Risk Factors for Heart Failure: Traditional observational studies and Mendelian randomization
Principal Investigator:
Professor Josh Knowles
Approved Research ID:
21506
Approval date:
January 4th 2016
Lay summary
Heart failure is a common disorder with high mortality. Underlying risk factors are incompletely understood, and its etiologic heterogeneity poses a significant therapeutic challenge. Further studies of risk factors for incident heart failure in large population-based studies can clarify underlying mechanisms, and Mendelian randomization can help address causality, thus illuminating potential therapeutic targets. Specific Aim 1: To examine associations between known and novel risk factors and heart failure incidence, and develop comprehensive genetic risk scores for identified heart failure risk factors. Specific Aim 2: Using Mendelian randomization, test the causal relationships of these risk factors on incident heart failure. This work specifically addresses UK biobank?s stated purpose by seeking to improve clinical heart failure outcomes by identifying causal factors upon which to target therapeutic efforts. Many clinical factors associated with heart failure onset, survival and symptoms exist, but the mechanism and treatment of these associations are still poorly understood. Here, we will hone our search for molecular targets in heart failure to focus work regarding both the mechanism by which these factors confer risk as well as potential therapies that truly modulate clinical phenotype in heart failure.
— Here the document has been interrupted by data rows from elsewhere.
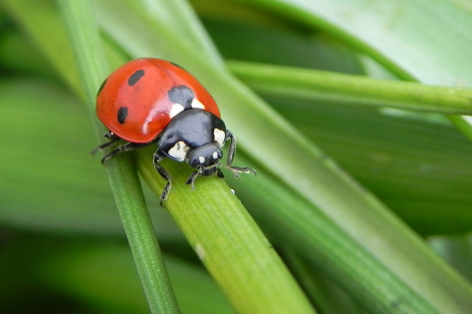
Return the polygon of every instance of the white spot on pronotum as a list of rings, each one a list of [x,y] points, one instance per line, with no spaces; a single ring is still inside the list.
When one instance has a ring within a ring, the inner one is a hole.
[[[203,249],[203,247],[202,246],[202,244],[199,243],[197,244],[196,246],[195,247],[195,251],[197,253],[197,255],[198,255],[198,258],[200,259],[200,260],[203,260],[203,258],[205,258],[205,255],[206,253],[205,252],[205,249]]]
[[[169,116],[170,117],[171,119],[183,111],[184,106],[180,104],[174,104],[172,105],[172,109],[170,109],[170,112],[169,113]]]
[[[187,152],[190,149],[190,147],[183,141],[179,141],[176,143],[172,148],[169,150],[169,156],[175,158],[179,161],[183,161],[185,159],[185,156],[187,154]]]
[[[219,129],[215,128],[213,131],[213,134],[215,136],[215,140],[219,144],[219,145],[224,145],[225,141],[226,140],[226,133]]]
[[[203,104],[200,102],[200,101],[196,98],[194,98],[194,100],[192,101],[192,104],[191,104],[192,108],[198,108],[200,109],[204,109],[205,106]]]

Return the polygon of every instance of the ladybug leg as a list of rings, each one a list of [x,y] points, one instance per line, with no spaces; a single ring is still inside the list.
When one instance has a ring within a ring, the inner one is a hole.
[[[194,190],[195,189],[195,179],[197,178],[199,176],[202,174],[202,170],[200,169],[198,170],[194,171],[190,174],[188,178],[187,179],[187,181],[185,181],[185,184],[190,185],[190,189]]]
[[[124,145],[120,145],[118,147],[105,155],[103,158],[101,159],[101,163],[104,163],[105,161],[111,157],[116,155],[118,155],[119,153],[121,153],[123,152],[128,152],[129,151],[132,151],[135,149],[137,149],[138,148],[143,147],[147,146],[148,145],[152,144],[156,140],[154,140],[154,141],[149,143],[133,143],[133,142],[128,142]],[[108,143],[106,144],[108,144]]]
[[[90,152],[90,153],[91,153],[93,155],[95,155],[97,153],[97,152],[101,151],[103,148],[106,148],[108,147],[109,146],[113,144],[117,141],[121,139],[119,137],[118,137],[118,135],[114,133],[111,131],[109,131],[107,133],[105,133],[105,135],[104,135],[103,136],[104,136],[107,138],[111,140],[110,140],[110,142],[107,142],[107,143],[103,144],[101,145],[100,145],[100,146],[97,146],[96,147],[94,148],[92,152]]]
[[[233,160],[234,159],[235,153],[236,152],[236,138],[234,135],[228,130],[226,130],[226,137],[231,139],[231,143],[229,143],[229,148],[228,148],[228,156],[227,158],[226,163],[227,166],[220,164],[224,168],[229,169],[233,172],[233,174],[236,177],[239,177],[239,173],[244,172],[244,173],[249,173],[252,172],[254,175],[257,175],[257,172],[254,169],[248,167],[235,167],[233,166]],[[217,173],[217,175],[219,177],[219,174]]]
[[[170,182],[170,176],[169,175],[169,173],[163,167],[159,164],[159,162],[165,158],[166,158],[166,155],[160,148],[158,148],[156,152],[154,153],[154,167],[160,175],[160,176],[167,180],[167,184],[164,188],[164,191],[162,191],[160,199],[161,207],[164,207],[164,205],[162,204],[162,200],[167,199],[167,195],[169,195],[170,192],[170,188],[172,186],[172,183]]]
[[[228,148],[228,156],[226,157],[226,163],[228,164],[228,167],[231,167],[233,164],[233,160],[235,158],[235,153],[236,153],[236,137],[229,131],[229,130],[226,130],[226,138],[231,140],[229,148]]]

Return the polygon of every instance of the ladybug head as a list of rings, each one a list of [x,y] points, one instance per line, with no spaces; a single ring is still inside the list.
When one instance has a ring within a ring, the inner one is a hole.
[[[202,175],[210,176],[217,170],[219,160],[223,157],[223,152],[218,142],[214,141],[187,153],[185,159],[191,166],[201,169]]]

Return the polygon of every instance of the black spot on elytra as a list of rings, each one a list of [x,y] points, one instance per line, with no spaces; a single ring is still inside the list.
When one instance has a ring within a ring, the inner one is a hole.
[[[125,120],[128,116],[128,108],[126,107],[121,107],[118,110],[118,122],[120,124],[125,123]]]
[[[98,91],[97,92],[97,97],[98,97],[98,95],[100,95],[100,92],[101,92],[101,90],[103,89],[103,87],[105,86],[105,83],[107,82],[107,80],[108,80],[108,77],[105,79],[103,82],[101,83],[101,85],[100,85],[100,87],[99,88]]]
[[[128,85],[130,86],[132,86],[136,82],[139,81],[139,79],[142,77],[143,75],[144,75],[144,70],[138,70],[136,71],[129,77],[128,79]]]
[[[192,108],[192,101],[195,97],[194,91],[188,86],[181,85],[171,89],[168,92],[169,99],[174,104],[180,104],[184,106],[184,109],[189,109]]]
[[[174,64],[174,65],[175,65],[176,66],[178,66],[178,67],[179,67],[179,68],[180,68],[181,69],[183,69],[183,70],[185,70],[185,69],[184,69],[184,68],[183,68],[183,67],[182,67],[182,66],[180,66],[180,65],[179,65],[178,64],[177,64],[177,63],[173,63],[173,62],[172,62],[172,61],[169,61],[169,62],[170,62],[170,63],[171,64]],[[185,71],[187,71],[187,70],[185,70]]]

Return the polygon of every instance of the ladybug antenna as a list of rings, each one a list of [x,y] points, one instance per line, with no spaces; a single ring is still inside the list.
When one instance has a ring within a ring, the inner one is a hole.
[[[242,168],[240,167],[235,167],[234,166],[227,166],[226,165],[224,165],[221,162],[218,162],[218,166],[222,167],[224,168],[228,169],[231,170],[233,172],[233,174],[234,175],[235,177],[238,178],[239,177],[240,173],[250,173],[252,172],[254,174],[254,176],[257,175],[257,171],[255,170],[252,168]]]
To test the hypothesis above, we will first establish the risk of heart failure incidence from each potential risk factor. Candidate risk factors include known risk factors such as coronary artery disease, blood pressure, diabetes, smoking, heart rate, atrial fibrillation, body mass index, left ventricular hypertrophy, and lipids, but also unproven risk factors (including biomarkers, lifestyle factors, physiological measures and imaging phenotypes). We will perform GWAS to identify variants associated with identified risk factors in observational analyses. To eliminate issues in such analyses, such as reverse causality and confounding, will use Mendelian randomization methodologies to establish causality. This study requires data from the full cohort of UK Biobank subjects to maximize power.